Maria Bacana vai voltar com disco de inéditas 20 anos depois

Duas décadas depois, banda Maria Bacana retorna com novo disco, apenas com músicas inéditas e algumas poucas apresentações.

Há 20 anos, o mercado de música girava em torno do CD, para ser alguém você tinha que estar em uma gravadora e o símbolo do sucesso era ter uma música tocada na rádio. Nada disso é essencial hoje, mas lá pelos anos 90 uma banda de rock baiana havia furado o bloqueio e tinha tudo para estourar nacionalmente. Como poucos naquela época, a Maria Bacana havia dados os passos certos e era uma grande promessa, mas na hora decisiva o mundo desmoronou (entenda mais sobre a história da banda no texto de Ricardo Cury abaixo) e a banda também. Precocemente, o baixista saiu e em pouquíssimo tempo o grupo encerrou às atividades.

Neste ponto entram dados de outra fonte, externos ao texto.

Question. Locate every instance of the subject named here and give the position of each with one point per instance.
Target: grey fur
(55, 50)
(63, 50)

Leia também o especial sobre a histórica banda Úteros em Fúria. 

Duas décadas depois de cada um ter seguido seu caminho, André Mendes (voz e guitarra), Macello Medeiros (bateria) e Lelê (baixo) anunciam uma inesperada volta, prometendo um novo disco, só com músicas inéditas, e algumas apresentações. “Vinte anos é uma data bem forte e icônica. Estamos vivos e não tem cobrança para ser sucesso…então não tem pressão.Vamos fazer um disco pra comemorar a nossa história artística e pessoal, como amigos”, revela André.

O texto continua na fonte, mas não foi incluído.